DataGemma RIG 27B-IT: Integrating Statistical Data into LLM Responses
DataGemma RIG 27B-IT, developed by Google, is a fine-tuned Gemma 2 model specifically engineered to enhance Large Language Models (LLMs) by incorporating public statistical data from Data Commons. This model utilizes a retrieval interleaved generation (RIG) approach, where it's trained to annotate generated text with natural language queries to Data Commons' interface whenever statistics are mentioned. This allows LLMs to access and present verified statistical information directly within their responses.
Key Capabilities
- Statistical Data Integration: Seamlessly embeds public statistical data from Data Commons into LLM outputs.
- Retrieval Interleaved Generation (RIG): Annotates generated statistics with
[__DC__("<natural language query>") --> "<LLM generated statistic>"]for transparency and verification. - Gemma 2 Base: Built upon the Gemma 2 architecture, leveraging its foundational capabilities.

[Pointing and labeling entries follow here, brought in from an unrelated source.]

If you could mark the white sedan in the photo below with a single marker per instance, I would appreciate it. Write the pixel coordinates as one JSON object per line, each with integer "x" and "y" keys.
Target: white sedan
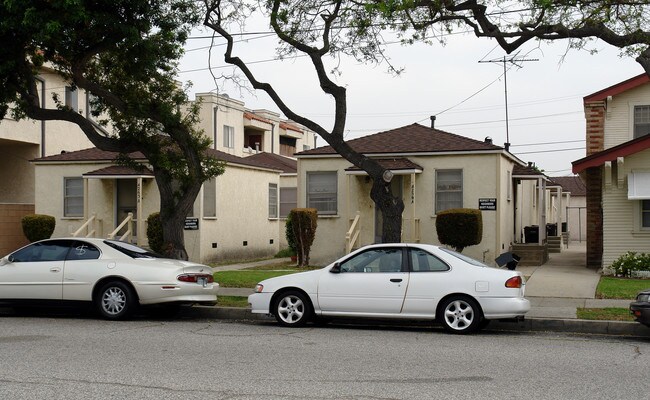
{"x": 409, "y": 281}
{"x": 115, "y": 276}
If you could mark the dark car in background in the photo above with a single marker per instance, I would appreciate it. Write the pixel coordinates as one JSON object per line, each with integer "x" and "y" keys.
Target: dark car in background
{"x": 641, "y": 308}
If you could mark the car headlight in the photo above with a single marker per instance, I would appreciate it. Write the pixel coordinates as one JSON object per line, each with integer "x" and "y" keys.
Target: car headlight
{"x": 643, "y": 297}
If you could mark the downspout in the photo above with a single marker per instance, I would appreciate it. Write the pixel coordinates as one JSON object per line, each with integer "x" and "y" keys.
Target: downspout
{"x": 42, "y": 122}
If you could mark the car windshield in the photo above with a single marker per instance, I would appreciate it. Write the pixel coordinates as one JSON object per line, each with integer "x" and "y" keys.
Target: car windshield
{"x": 468, "y": 260}
{"x": 131, "y": 250}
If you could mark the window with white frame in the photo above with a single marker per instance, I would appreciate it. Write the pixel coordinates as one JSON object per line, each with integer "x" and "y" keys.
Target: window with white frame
{"x": 228, "y": 136}
{"x": 73, "y": 197}
{"x": 273, "y": 200}
{"x": 288, "y": 200}
{"x": 449, "y": 189}
{"x": 210, "y": 198}
{"x": 322, "y": 192}
{"x": 641, "y": 121}
{"x": 71, "y": 98}
{"x": 645, "y": 214}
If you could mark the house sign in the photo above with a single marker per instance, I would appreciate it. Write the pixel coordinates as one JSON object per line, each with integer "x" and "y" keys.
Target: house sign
{"x": 191, "y": 224}
{"x": 487, "y": 204}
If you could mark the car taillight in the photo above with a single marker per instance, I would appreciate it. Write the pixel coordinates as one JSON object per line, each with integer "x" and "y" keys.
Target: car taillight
{"x": 514, "y": 282}
{"x": 195, "y": 278}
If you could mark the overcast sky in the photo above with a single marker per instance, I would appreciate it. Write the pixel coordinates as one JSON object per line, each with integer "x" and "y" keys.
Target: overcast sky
{"x": 546, "y": 118}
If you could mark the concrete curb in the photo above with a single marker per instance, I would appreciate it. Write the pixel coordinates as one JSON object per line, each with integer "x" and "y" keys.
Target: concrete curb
{"x": 527, "y": 325}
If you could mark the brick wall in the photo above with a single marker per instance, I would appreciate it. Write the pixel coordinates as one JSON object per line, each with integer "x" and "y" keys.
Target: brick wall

- Academic and Research Focus: Currently intended for academic and research purposes, with ongoing development.
Usage and Limitations
This model is an early version, fine-tuned on synthetically generated data, and is primarily for academic and research use. It is not yet ready for commercial or general public use and may exhibit unintended behaviors. Users are encouraged to consult the DataGemma paper for detailed information on its implementation, evaluation, and known limitations. The model can be run in 4-bit quantization using bitsandbytes for reduced memory footprint.